SCALE + LSI HBA can (potentially) shorten the lifespan of your hard drives

tannisroot · July 8, 2024, 6:05am

Warning to folks out there: by default, SCALE (all versions AFAIK) has a default for LSI HBAs that may potentially shorten the lifespan of your hard drives!
I am not sure about other LSI HBAs, but a while ago, I’ve discovered that my array of Toshiba MG09 18TB drives connected to an LSI 9217-8i (IT mode), even if the NAS was shutdown/rebooted properly, never spun down and instead used the drive’s emergency retract feature.
You can verify this is happening by running sudo smartctl -a /dev/sdX where X is the drive’s letter you can check in Web UI by going to Storage → Disks. The parameter you are looking for is Power-Off_Retract_Count. Try to reboot, and you may see that its value goes up by 1.
Before I found a workaround for this, my relatively new drive that never suffered power loss and was used exclusively under SCALE managed to have a value of Power-Off_Retract_Count at over 200, which is a lot!
According to the user manual of my disks:

Emergency Unload is mechanically much more stressful to this drive than a
controlled Unload.

(Power-Off_Retract_Count represents the number of Emergency Unload events that happened in the lifetime of the drive)
So while it may not cause direct failure, according to various resources and forums online, it can still prematurely wear out the mechanics inside the drive, thus permanently damaging it and shortening its possible lifespan, and maybe worsening its performance. I can also see how data integrity may be compromised by this too.
Thankfully, you can fix this by creating 2 Init Scripts.
The commands for each are the following:
for i in /sys/class/scsi_disk/*/manage_system_start_stop; do echo 1 > $i; done
and
for i in /sys/class/scsi_disk/*/manage_runtime_start_stop; do echo 1 > $i; done
Since adding those, the Power-Off_Retract_Count value stopped increasing.

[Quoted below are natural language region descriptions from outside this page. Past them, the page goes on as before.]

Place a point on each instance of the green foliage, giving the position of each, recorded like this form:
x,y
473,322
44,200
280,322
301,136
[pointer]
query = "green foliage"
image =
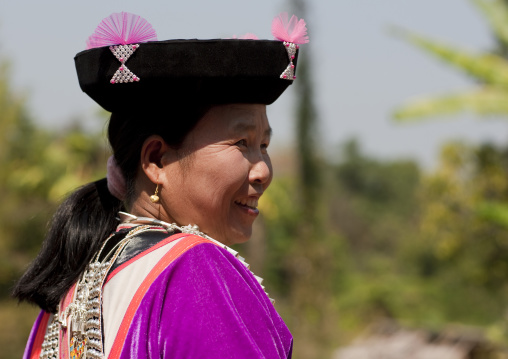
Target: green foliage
x,y
487,69
37,169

I adressed this on Jira with IX and suggested that they should change this default behavior under SCALE, but, despite the manufacturer explicitly stating in the user manual:

The minimum number of Emergency Unloads that can be successfully performed
is 50 000. Emergency Unload should only be performed when it is not possible to perform a
controlled Unload.

the reply from iX was

However, it says that the recommend emergency unload operations is 50,000. That’s an insane amount and I don’t ever think one would ever seriously hit that before having to replace the drives altogether.
…
I do agree with you that it’s an issue, but it’s a low-risk issue since the manufacturers documentation states 50K emergency unloads is the maximum.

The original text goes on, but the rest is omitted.